The act was challenged in late 2007 by a conservative organization called Citizens United, which wanted to run TV commercials to promote a political documentary that dissed Hillary Clinton. Months-long wrangling resulted in the Supreme Court’s decision in 2009 that the BCRA’s prohibition of all independent expenditures by corporations and unions violated the First Amendment's protection of free speech. The Court said that corporations, as associations of individuals, have speech rights under the First Amendment. The Court said it is wrong to limit a corporation's ability to spend money on campaigns because it limits the ability of its members to associate effectively and to speak on political issues.
In other words: a corporation has the same right to free speech as a person. The catch: a corporation's pockets generally are deeper than yours or mine.

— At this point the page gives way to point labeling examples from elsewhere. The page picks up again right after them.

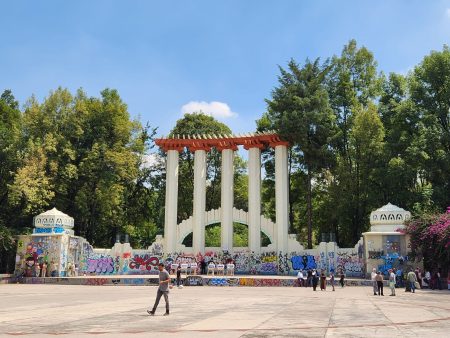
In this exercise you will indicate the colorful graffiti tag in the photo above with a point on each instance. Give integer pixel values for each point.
(101, 265)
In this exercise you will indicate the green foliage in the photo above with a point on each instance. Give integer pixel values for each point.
(430, 239)
(299, 110)
(359, 139)
(85, 156)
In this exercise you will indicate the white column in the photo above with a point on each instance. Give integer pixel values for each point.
(227, 200)
(254, 200)
(198, 233)
(281, 197)
(170, 216)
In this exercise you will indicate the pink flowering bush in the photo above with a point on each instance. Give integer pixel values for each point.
(430, 238)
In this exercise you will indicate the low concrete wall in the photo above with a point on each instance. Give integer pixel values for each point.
(193, 280)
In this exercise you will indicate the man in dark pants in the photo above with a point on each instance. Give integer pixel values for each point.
(163, 290)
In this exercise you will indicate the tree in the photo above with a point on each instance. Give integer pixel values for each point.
(84, 155)
(352, 83)
(430, 239)
(430, 92)
(299, 110)
(10, 131)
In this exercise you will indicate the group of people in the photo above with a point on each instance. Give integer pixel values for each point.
(41, 269)
(314, 278)
(414, 280)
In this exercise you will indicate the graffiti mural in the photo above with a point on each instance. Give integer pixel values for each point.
(350, 264)
(101, 265)
(143, 263)
(303, 262)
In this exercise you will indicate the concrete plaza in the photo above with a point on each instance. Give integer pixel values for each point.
(99, 311)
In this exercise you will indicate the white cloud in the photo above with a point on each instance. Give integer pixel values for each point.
(215, 109)
(148, 160)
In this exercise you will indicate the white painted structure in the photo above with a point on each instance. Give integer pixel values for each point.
(199, 145)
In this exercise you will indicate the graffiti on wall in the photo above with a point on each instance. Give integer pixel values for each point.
(350, 264)
(303, 262)
(101, 265)
(143, 263)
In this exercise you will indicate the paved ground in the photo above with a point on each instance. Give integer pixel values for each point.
(120, 311)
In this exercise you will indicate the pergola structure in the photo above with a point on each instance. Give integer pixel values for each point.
(227, 145)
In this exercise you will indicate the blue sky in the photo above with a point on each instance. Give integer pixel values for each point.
(166, 57)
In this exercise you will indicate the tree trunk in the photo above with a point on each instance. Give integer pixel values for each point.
(309, 209)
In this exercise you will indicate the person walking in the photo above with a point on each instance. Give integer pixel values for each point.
(54, 269)
(392, 282)
(399, 277)
(44, 269)
(309, 278)
(379, 279)
(179, 285)
(373, 275)
(438, 279)
(323, 281)
(411, 280)
(300, 278)
(163, 290)
(332, 279)
(314, 279)
(341, 279)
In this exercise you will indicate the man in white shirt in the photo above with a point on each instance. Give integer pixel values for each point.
(374, 282)
(301, 281)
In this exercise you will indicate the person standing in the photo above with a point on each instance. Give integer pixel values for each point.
(163, 290)
(379, 279)
(392, 282)
(411, 280)
(373, 275)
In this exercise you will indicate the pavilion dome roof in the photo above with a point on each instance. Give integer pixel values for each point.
(389, 214)
(53, 218)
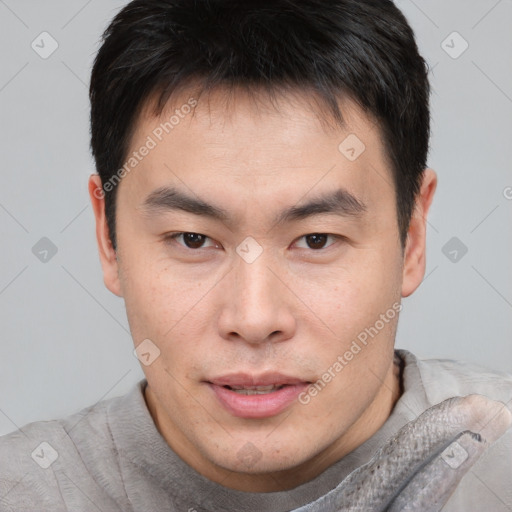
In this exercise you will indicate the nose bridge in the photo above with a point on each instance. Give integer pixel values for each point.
(257, 307)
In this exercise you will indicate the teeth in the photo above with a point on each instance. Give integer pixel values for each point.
(254, 390)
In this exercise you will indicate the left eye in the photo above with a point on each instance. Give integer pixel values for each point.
(191, 240)
(316, 240)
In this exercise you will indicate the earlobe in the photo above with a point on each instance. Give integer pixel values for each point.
(415, 248)
(108, 257)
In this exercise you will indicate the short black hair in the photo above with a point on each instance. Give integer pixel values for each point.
(362, 49)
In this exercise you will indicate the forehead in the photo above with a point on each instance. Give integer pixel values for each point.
(257, 148)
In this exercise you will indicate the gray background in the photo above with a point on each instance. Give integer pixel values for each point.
(65, 339)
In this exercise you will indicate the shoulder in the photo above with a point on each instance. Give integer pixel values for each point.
(487, 485)
(43, 462)
(444, 378)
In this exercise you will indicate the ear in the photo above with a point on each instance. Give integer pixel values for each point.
(108, 257)
(415, 247)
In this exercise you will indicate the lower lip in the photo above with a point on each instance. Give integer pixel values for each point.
(257, 406)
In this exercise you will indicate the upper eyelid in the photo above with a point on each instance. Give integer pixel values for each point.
(177, 234)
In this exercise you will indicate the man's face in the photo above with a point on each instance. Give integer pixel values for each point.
(258, 297)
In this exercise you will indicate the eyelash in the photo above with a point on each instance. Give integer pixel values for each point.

Not every justice on the court agreed with the majority decision. Justice Stevens wrote the minority opinion, saying the 5-4 ruling in favor of Citizens United, "threatens to undermine the integrity of elected institutions across the Nation. The path it has taken to reach its outcome will, I fear, do damage to this institution." He further wrote that "A democracy cannot function effectively when its constituent members believe laws are being bought and sold."

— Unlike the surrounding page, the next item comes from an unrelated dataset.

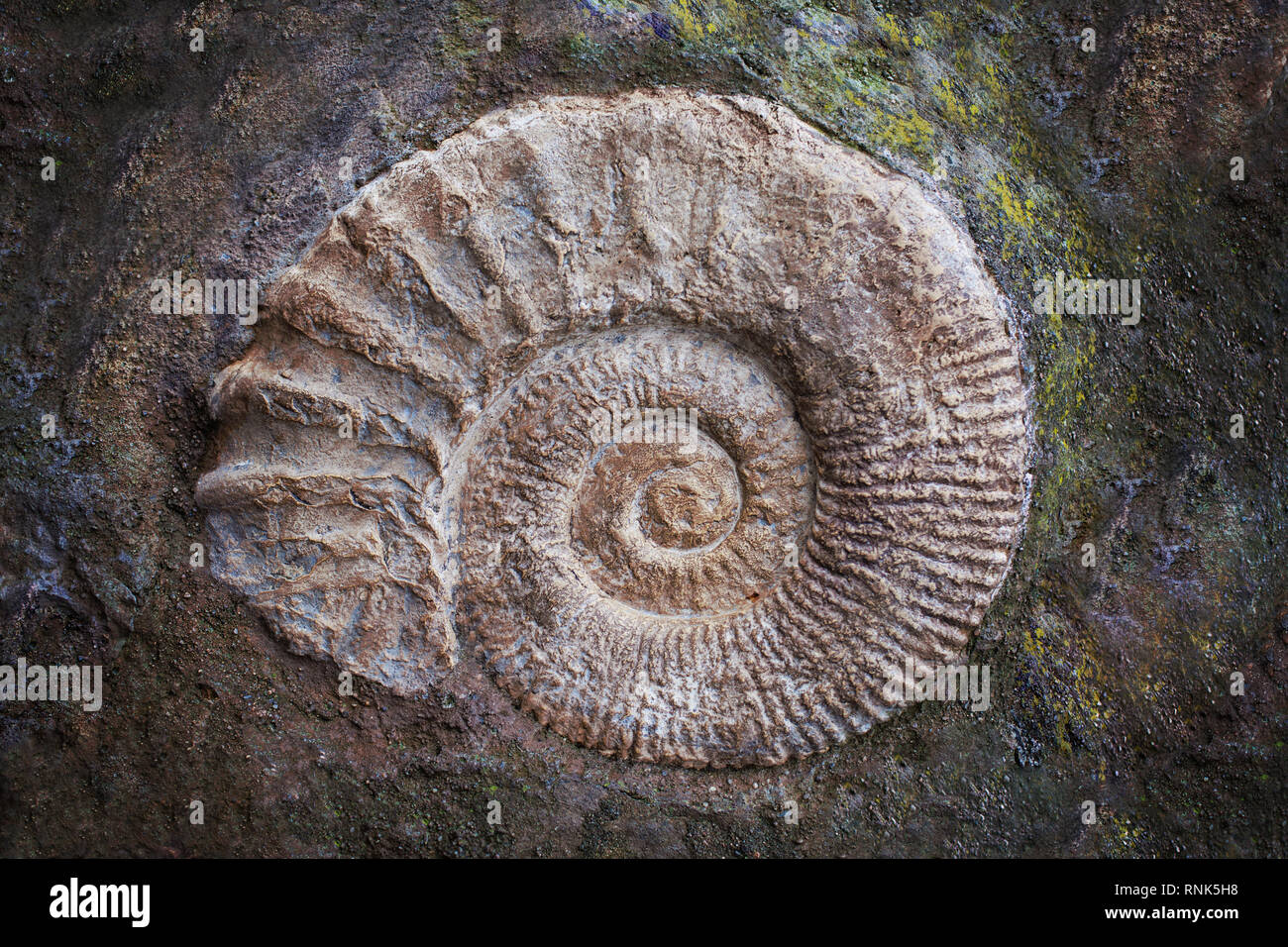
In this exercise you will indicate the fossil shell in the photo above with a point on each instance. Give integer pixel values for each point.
(844, 493)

Is it possible that our democracy isn't the one we grew up with? Is it possible that the people we have been, the people we want to be, isn't who we are any more? John Cole, professor of history at the University of Michigan, gives ten reasons the United States is the most corrupt country in the world, and they all have to do with the contaminating influence of money.
Long ago, one of my professors wanted to illustrate the idea of integrity. He told this story:
Pat and River met in a bar. Pat asked River for sex. Offended, River said, “We just met. I’m not that kind of person.” Pat asked if River would have sex for $10,000,000. River said “Sure.” Pat handed over a ten dollar bill and said, “Let’s go.” River said, “What do you think I am?” Pat said, “We’ve already established what you are. Now we’re just haggling about the price.”
The purpose of this post is to pose a question: If people who “donate” to prostitutes expect to get something for their money, isn’t it possible that people who donate millions to candidates and corporations who gobble small, independent media outlets like potato chips expect to get something for their money as well?
Lincoln contemporary and poet laureate of the United States Walt Whitman said, "Of all dangers to a nation, as things exist in our day, there can be no greater one than having certain portions of the people set off from the rest by a line drawn — they not privileged as others, but degraded, humiliated, made of no account." Whitman is talking about people being cut off from the blessings others enjoy. Do we have citizens born in America today who are "made of no account" as Whitman describes? Of course we do.
How can we fix that? One thing we must do is end corruption. Another thing we can do is seek out independent news groups and organizations (NPR is a beaut). We can contribute to candidates who don't take huge sums of money from questionable sources. We can spread the word to our friends.
Because if we take an interest in our country, maybe we can take it back.